All who are led by the Spirit of God are sons of God.

The Spirit you have received does not enslave you and make you afraid.

No; you have received the Spirit of sonship so that you cry out, ‘Abba, Father!’

The baptized know the power of this word, for they are rightly instructed to use it for the first time when they say the Lord’s prayer after their Baptism.

[…]Our Father is the first word we speak after our marvellous rebirth in Baptism.

We have been taught that as the Spirit gives the wisdom that enlightens the foolish, the power by which weak human beings have raised the dead and cast out devils, the gifts of healing, of prophecy and of tongues, so also the Spirit makes us sons of God.

[…] We recognize the Spirit’s gift that makes us God’s sons from the fact that he inspires whoever receives it to call God ‘Father’.

In his desire to make us realize that we really are sons of God, Paul made use of a Hebrew word.

He said not only ‘Father’, but ‘Abba, Father’, which is the word used in addressing a father by one who is in actual fact his son.

Then, after speaking of what we gain from our new way of life with its gift of grace and freedom, St Paul shows in still another way the dignity of divine adoption.

He says: The Spirit of God joins with our spirit to declare that we are sons of God.

But if we are sons we are also heirs, heirs of God.

And we are not only heirs but something even greater: we are coheirs with Christ.

[…] If it is an inexpressible grace to be a son of God, think what it means to be also an heir!

And if this is something great, how much greater it is to be a coheir with God’s only Son!

Then, to show that grace is not the only factor upon which this gift depends and at the same time to make his words more credible, he continues: provided we suffer with Christ, in order that we may also be glorified with him.
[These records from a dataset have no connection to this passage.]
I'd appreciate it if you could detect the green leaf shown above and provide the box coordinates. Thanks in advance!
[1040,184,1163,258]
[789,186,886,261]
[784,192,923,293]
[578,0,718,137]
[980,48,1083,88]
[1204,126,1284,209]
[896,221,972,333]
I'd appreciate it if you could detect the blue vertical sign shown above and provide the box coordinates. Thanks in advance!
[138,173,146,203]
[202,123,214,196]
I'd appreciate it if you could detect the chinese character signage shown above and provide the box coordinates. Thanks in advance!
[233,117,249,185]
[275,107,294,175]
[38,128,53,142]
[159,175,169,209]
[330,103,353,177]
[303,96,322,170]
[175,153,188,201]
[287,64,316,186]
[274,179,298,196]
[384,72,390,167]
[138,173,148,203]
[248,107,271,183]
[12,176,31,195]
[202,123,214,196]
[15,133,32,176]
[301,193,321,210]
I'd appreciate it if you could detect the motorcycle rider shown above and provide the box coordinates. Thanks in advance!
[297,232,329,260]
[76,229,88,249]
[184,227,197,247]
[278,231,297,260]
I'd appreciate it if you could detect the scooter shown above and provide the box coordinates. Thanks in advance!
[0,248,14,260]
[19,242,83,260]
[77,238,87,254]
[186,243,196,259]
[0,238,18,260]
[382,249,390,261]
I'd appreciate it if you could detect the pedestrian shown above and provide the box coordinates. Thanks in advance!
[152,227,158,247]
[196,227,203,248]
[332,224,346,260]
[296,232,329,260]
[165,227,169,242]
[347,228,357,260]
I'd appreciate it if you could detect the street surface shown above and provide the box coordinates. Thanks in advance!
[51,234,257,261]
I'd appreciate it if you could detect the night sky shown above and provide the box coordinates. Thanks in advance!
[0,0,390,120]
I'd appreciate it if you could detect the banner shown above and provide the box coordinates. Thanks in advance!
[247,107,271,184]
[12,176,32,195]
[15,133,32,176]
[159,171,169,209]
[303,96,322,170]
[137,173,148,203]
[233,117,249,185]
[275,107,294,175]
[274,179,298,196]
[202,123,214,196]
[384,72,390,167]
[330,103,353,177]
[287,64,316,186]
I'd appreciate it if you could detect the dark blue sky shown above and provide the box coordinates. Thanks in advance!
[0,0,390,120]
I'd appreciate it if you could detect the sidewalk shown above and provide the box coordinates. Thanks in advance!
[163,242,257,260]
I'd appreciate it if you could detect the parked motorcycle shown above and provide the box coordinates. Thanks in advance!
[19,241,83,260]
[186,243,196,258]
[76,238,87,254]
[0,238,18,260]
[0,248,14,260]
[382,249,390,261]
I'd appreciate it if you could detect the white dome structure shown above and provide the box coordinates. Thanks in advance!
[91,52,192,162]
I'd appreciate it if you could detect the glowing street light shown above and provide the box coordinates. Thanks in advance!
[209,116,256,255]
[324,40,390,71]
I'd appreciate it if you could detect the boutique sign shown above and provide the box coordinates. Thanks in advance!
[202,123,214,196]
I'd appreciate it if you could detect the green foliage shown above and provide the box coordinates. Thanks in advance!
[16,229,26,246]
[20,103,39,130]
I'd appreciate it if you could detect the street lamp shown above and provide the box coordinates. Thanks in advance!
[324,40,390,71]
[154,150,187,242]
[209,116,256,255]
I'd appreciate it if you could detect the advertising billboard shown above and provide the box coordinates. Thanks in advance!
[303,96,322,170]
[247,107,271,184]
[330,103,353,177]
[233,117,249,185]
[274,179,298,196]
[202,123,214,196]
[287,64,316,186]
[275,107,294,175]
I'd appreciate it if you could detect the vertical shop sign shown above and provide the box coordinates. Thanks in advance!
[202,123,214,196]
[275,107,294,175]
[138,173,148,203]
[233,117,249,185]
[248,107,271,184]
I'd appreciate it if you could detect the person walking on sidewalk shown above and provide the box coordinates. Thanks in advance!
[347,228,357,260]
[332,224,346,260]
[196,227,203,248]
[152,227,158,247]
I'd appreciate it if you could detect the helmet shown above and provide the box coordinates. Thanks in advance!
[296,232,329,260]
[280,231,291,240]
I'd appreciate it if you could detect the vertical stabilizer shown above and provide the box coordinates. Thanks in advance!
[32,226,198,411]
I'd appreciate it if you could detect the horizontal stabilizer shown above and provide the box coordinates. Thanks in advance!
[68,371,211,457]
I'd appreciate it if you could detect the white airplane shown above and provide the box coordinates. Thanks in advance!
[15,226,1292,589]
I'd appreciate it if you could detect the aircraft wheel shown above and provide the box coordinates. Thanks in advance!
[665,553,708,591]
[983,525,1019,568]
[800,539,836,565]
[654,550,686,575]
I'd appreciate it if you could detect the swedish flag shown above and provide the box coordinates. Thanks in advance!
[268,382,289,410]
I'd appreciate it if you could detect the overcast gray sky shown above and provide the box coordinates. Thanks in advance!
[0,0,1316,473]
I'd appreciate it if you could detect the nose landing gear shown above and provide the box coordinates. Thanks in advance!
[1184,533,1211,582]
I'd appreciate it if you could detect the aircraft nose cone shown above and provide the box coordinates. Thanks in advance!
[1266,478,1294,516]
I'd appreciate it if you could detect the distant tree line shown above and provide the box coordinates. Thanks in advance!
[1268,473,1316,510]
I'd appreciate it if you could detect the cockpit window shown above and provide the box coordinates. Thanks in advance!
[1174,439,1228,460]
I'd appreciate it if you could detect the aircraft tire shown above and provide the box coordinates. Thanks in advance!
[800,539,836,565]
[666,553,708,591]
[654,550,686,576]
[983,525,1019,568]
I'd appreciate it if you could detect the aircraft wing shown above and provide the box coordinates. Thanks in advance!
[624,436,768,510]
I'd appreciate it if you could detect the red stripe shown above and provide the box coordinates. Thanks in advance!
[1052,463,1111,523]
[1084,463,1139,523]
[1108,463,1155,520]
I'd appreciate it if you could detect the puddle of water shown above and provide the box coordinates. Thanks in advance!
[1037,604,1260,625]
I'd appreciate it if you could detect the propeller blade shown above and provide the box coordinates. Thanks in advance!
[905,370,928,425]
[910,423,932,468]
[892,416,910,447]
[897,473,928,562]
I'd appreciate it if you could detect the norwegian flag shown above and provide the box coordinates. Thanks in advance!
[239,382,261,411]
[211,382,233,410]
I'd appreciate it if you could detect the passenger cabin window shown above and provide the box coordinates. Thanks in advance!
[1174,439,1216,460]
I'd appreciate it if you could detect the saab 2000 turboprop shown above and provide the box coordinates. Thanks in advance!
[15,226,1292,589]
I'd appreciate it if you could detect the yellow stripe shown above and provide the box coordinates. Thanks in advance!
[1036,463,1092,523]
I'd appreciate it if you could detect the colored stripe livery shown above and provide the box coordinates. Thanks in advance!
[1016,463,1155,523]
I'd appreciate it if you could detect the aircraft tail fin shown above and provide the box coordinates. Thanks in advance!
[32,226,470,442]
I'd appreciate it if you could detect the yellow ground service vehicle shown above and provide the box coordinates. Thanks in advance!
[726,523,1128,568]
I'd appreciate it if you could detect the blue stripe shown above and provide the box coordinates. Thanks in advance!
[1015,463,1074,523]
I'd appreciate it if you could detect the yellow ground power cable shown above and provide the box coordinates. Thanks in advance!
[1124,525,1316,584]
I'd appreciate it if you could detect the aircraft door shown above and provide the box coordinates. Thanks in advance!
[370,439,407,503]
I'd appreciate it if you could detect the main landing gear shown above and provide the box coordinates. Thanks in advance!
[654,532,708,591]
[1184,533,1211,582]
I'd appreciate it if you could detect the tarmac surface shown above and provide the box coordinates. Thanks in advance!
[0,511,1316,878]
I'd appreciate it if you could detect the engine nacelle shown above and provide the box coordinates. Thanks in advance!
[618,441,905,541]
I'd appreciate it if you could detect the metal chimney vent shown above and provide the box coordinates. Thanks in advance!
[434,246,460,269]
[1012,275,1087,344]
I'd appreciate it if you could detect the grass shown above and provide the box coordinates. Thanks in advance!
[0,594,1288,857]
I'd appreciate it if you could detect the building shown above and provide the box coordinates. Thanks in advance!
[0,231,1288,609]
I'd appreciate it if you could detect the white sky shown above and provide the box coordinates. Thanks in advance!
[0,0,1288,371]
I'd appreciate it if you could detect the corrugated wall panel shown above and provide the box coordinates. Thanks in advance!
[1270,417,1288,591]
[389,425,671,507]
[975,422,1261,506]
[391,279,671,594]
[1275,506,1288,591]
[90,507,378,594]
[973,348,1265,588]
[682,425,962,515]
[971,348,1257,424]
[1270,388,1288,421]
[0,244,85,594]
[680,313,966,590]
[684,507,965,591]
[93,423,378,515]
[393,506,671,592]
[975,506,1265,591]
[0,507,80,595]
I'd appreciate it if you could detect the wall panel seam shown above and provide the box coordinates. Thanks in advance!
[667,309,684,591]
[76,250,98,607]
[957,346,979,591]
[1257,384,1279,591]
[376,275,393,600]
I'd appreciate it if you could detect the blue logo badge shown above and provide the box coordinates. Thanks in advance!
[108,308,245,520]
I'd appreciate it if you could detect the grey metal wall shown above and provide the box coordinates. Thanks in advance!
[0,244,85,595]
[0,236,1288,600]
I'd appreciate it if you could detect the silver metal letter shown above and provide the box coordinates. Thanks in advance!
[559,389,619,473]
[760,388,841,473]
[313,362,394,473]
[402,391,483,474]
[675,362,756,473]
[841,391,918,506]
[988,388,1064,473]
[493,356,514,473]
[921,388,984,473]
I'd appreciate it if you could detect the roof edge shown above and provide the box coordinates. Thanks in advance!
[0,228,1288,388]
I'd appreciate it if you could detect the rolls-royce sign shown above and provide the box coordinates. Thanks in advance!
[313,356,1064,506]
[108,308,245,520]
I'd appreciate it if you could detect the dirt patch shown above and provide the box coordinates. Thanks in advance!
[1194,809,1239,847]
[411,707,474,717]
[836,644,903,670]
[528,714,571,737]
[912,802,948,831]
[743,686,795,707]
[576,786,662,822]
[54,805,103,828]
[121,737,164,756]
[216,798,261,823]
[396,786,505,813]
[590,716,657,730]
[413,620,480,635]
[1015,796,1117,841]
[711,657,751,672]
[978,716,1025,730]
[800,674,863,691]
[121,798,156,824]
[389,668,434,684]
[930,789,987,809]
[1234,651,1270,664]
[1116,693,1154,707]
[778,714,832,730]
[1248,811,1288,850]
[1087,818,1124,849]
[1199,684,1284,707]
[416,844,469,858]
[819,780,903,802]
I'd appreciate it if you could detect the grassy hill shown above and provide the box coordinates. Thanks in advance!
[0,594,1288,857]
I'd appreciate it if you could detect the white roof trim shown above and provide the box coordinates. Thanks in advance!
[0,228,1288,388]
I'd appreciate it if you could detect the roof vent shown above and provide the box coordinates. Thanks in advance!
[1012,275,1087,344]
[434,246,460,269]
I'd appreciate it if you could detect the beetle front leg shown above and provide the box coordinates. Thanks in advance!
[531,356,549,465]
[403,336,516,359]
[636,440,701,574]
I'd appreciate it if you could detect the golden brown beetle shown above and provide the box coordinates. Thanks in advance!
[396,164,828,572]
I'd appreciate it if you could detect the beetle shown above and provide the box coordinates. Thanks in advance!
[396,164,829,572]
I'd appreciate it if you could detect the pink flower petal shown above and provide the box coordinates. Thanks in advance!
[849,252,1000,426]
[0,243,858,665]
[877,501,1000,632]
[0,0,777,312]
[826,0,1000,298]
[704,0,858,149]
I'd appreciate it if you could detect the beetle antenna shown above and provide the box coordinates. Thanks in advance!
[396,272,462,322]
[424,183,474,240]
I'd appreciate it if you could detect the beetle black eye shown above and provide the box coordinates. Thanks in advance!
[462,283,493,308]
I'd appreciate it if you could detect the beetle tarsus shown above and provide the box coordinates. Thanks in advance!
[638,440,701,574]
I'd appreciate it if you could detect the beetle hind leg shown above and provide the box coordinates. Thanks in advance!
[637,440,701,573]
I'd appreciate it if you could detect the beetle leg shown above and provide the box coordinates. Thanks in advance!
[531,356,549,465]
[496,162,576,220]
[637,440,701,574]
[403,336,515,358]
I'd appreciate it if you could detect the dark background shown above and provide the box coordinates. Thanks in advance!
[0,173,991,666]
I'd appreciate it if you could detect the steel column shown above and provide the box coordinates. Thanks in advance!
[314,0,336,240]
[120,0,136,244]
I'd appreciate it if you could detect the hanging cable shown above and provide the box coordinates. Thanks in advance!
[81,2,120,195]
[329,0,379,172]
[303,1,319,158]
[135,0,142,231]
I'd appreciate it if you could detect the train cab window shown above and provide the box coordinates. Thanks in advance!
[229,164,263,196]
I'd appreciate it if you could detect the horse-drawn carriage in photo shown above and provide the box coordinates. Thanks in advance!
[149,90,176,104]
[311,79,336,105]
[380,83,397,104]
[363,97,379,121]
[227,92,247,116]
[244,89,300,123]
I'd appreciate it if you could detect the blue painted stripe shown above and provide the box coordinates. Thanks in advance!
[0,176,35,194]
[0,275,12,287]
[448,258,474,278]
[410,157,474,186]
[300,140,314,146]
In other words, if we share with him in what is painful, much more shall we share in what is blissful.

Since God bestowed such great blessings upon those who had no good deeds to their credit, when he sees that they have endured trials and much suffering he can hardly fail to repay them with even greater blessings.

John Chrysostom (c.347-407): Homilies on Romans 14.3 ;  from the Monastic Office of Vigils, Sunday of the Third Week of Ordinary Time, Year I.